Das grosse Ringen

Jetzt geht der Kampf um die Talente so richtig los. Zum einen nimmt der Fachkräftemangel zu, zum anderen droht die grosse Abwanderung. Viele Arbeitnehmende kündigen, weil ihnen im aktuellen Job der Sinn fehlt. Unternehmen müssen umdenken, damit sie als Arbeitgebende attraktiv bleiben.

Die Coronapandemie hat viele Menschen dazu bewegt, Dinge zu hinterfragen. Mehr denn je suchen sie nach Sinnhaftigkeit bei ihrem Tun. Das hat enorme Aus-wirkungen auf den Arbeitsmarkt. Das Beratungsunternehmen McKinsey nennt es die «Great Attrition» –
die grosse Abwanderung. Innerhalb eines halben Jahres von April bis September 2021 hat jede achte Arbeitskraft in den USA ihren Job gekündigt. Die Tendenz ist steigend.

Ein ähnliches Bild zeigt sich in Europa. Bei einer Studie des Beratungsunternehmens, Personio in Deutschland, Österreich, der Schweiz, Grossbritannien, Irland, den Niederlanden und Spanien gaben zwischen 38 und 46 Prozent der befragten Arbeitnehmenden an, in den nächsten sechs bis zwölf Monaten offen für eine neue Stelle zu sein. 45 Prozent der befragten Unternehmen sagten, dass seit der Pandemie ihre Fluktuationsrate gestiegen ist.

Als Arbeitgeber attraktiv bleiben

Die Pandemie hat lange Zeit angestaute Unzufriedenheiten zum Überkochen gebracht.

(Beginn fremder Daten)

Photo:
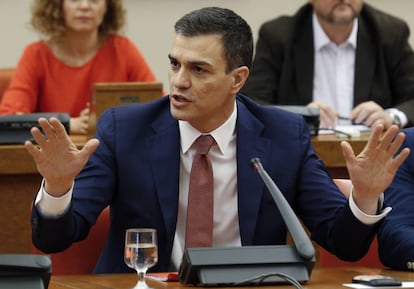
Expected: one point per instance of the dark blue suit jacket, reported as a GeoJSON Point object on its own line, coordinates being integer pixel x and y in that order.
{"type": "Point", "coordinates": [283, 68]}
{"type": "Point", "coordinates": [135, 170]}
{"type": "Point", "coordinates": [396, 233]}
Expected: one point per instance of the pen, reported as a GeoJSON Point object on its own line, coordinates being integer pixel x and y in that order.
{"type": "Point", "coordinates": [343, 117]}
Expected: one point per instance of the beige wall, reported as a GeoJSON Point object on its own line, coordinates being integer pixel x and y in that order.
{"type": "Point", "coordinates": [150, 23]}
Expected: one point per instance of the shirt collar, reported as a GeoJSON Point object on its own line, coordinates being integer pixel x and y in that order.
{"type": "Point", "coordinates": [222, 135]}
{"type": "Point", "coordinates": [321, 39]}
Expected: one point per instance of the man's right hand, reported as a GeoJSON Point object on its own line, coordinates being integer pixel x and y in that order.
{"type": "Point", "coordinates": [57, 158]}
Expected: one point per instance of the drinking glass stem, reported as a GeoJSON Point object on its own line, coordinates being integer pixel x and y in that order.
{"type": "Point", "coordinates": [141, 275]}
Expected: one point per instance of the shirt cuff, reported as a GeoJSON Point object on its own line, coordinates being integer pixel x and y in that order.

Und sie hat den Wunsch verstärkt, den eigenen Werten mehr Bedeutung zu schenken. Was bisher vor allem mit den Bedürfnissen der Generation Z in Verbindung gebracht wurde, schwappt auch auf andere Generationen über.

Dazu kommt, dass der Fachkräftemangel weiter ansteigt. Und gerade junge Bewerberinnen und Bewerber mit guter Ausbildung wissen, dass sie am länge-ren Hebel sitzen. Was Unternehmen machen, um für diese jungen Talente attraktiv zu bleiben, zeigen wir an den Beispielen von Unilever und SBB.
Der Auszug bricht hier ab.